On paper, the siblings shouldn't have been close.
They were opposites in every sense.
Tony carried himself like he had the weight of the world on his shoulders, striving for perfection in everything he did.
Alexis, on the other hand, didn't give a damn about what anyone thought of her.
Reckless. Chaotic. A wildfire nobody could tame.
Yet despite their differences, they were inseparable growing up—two halves of the same coin, bound by blood and an unspoken understanding that they'd face the world together.
Howard and Maria Stark hadn't exactly planned on two children, let alone back-to-back births. Running multiple companies—Stark Industries chief among them—left little room for late-night lullabies and homemade birthday cakes.
Their solution came in the form of Harold Joseph Hogan, better known simply as Happy.
Happy had been working for Stark Industries since he was eighteen, clawing his way up to Head of Security by twenty-three. When Howard and Maria asked him to take on a different role—nanny, bodyguard, and surrogate father rolled into one—he didn't hesitate.
From the moment he stepped into their world, he treated Tony and Alexis like his own.
He had a knack for reading them with a single glance, knowing when to crack a joke, when to offer advice, and when to silently stand guard.
If Howard Stark was the empire's architect, Happy was the foundation that kept the Stark children steady.
By the time mid-August rolled around, the Stark siblings had mastered their own rhythms.

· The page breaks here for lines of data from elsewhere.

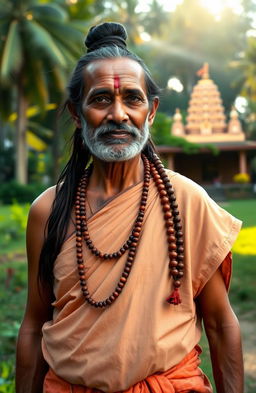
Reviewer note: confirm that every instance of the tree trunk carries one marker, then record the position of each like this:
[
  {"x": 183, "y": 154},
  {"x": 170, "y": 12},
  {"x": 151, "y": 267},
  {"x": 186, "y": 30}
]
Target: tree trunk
[{"x": 21, "y": 164}]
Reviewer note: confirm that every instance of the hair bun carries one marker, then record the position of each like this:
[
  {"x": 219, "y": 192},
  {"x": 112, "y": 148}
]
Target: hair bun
[{"x": 106, "y": 34}]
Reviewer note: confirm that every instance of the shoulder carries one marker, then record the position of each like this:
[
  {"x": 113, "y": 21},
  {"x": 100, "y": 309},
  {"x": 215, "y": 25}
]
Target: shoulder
[
  {"x": 42, "y": 206},
  {"x": 186, "y": 187}
]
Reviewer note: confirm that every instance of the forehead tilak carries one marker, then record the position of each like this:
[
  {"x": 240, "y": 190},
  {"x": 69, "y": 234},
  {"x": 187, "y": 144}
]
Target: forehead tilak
[{"x": 116, "y": 82}]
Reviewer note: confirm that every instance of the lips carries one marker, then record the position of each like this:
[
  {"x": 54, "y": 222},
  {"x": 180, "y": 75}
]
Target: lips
[{"x": 117, "y": 137}]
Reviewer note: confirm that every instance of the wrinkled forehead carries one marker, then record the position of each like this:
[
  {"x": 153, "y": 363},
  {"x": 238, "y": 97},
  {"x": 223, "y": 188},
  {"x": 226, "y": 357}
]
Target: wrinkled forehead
[{"x": 120, "y": 72}]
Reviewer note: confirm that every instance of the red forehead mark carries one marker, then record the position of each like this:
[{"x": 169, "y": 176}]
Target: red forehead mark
[{"x": 116, "y": 82}]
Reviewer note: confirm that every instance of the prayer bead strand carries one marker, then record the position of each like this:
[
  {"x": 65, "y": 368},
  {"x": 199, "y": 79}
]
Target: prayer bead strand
[{"x": 172, "y": 224}]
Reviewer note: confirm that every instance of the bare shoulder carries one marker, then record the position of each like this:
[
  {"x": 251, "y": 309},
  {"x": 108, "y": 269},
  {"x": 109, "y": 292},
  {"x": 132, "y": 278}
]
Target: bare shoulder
[{"x": 42, "y": 206}]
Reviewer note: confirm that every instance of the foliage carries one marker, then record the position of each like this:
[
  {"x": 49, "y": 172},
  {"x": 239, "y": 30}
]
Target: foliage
[
  {"x": 241, "y": 178},
  {"x": 6, "y": 377},
  {"x": 245, "y": 243},
  {"x": 35, "y": 57},
  {"x": 13, "y": 228},
  {"x": 161, "y": 134},
  {"x": 13, "y": 191}
]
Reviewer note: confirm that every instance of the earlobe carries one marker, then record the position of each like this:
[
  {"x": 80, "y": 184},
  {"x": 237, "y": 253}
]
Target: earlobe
[
  {"x": 153, "y": 110},
  {"x": 74, "y": 114}
]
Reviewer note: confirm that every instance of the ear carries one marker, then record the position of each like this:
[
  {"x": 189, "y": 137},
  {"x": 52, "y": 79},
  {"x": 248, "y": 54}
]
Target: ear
[
  {"x": 153, "y": 110},
  {"x": 74, "y": 114}
]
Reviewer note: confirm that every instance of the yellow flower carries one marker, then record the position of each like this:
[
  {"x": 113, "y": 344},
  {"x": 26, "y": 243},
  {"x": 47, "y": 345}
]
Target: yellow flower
[
  {"x": 246, "y": 242},
  {"x": 241, "y": 178}
]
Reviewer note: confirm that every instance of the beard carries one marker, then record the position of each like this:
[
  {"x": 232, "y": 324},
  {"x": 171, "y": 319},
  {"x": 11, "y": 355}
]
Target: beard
[{"x": 102, "y": 145}]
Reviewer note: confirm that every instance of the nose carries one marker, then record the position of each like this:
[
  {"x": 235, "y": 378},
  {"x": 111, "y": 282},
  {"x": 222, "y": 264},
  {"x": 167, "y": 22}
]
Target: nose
[{"x": 117, "y": 112}]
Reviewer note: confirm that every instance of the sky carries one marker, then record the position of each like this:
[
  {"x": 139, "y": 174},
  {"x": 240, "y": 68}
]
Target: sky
[{"x": 214, "y": 6}]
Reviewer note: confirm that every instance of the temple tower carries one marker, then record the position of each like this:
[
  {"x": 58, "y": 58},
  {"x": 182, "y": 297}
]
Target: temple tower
[{"x": 206, "y": 120}]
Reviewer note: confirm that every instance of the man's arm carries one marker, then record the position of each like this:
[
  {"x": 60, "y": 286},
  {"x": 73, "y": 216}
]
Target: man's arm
[
  {"x": 223, "y": 333},
  {"x": 30, "y": 365}
]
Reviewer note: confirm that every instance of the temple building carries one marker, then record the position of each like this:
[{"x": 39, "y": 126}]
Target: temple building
[{"x": 206, "y": 124}]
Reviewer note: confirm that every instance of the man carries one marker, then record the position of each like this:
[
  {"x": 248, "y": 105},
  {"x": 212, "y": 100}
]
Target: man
[{"x": 133, "y": 257}]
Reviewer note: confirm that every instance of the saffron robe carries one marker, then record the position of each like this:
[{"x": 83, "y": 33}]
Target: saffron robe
[
  {"x": 140, "y": 334},
  {"x": 185, "y": 377}
]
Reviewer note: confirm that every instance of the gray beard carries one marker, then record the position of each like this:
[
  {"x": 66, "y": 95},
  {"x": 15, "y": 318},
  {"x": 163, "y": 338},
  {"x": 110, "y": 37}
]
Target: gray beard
[{"x": 112, "y": 150}]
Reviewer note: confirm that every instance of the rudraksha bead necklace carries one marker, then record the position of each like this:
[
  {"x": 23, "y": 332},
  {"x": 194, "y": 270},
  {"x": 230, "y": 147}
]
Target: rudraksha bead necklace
[{"x": 173, "y": 231}]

Tony had turned school into his personal kingdom—Class President two years running, beloved by teachers, and addicted to every extracurricular activity he could squeeze into his schedule.
Alexis... not so much.
To her, school was a prison with fluorescent lighting.
Early mornings felt like cruel and unusual punishment, and sitting still while teachers droned on about equations and historical dates was torture.
She spent more time in detention than in class, often skipping out entirely to pull elaborate pranks or stir up chaos just to feel alive.
Yet, Alexis wasn't just the school's notorious rebel.
Secretly—though every teacher knew—she ranked among the top students academically, second only to Tony.
She could ace exams without attending a single lecture, a fact that frustrated the faculty and baffled her peers. It was part of her legend: the girl who broke every rule yet somehow outperformed everyone else.
While Tony's charm made people talk, Alexis inspired whispers.
Walking down the hallway, her boots clicking against polished linoleum, head high, eyes sharp—students either stepped aside or risked getting caught in her orbit.
She wasn't cruel, never outright mean to anyone who didn't deserve it.
She just... didn't care.
Unless she did and if Alexis decided she liked you, you'd find out fast and you'd never forget it.
But something about this year felt different.
Summer had burned away, and she was stepping into her sophomore year with a gnawing weight in her gut.
A sense that something was coming, something that would shatter everything she knew about herself, her family, and the world she thought she understood.
Whether it would make her or destroy her, she couldn't say.
All she knew was that high school, already its own brand of hell, was about to get a whole lot worse.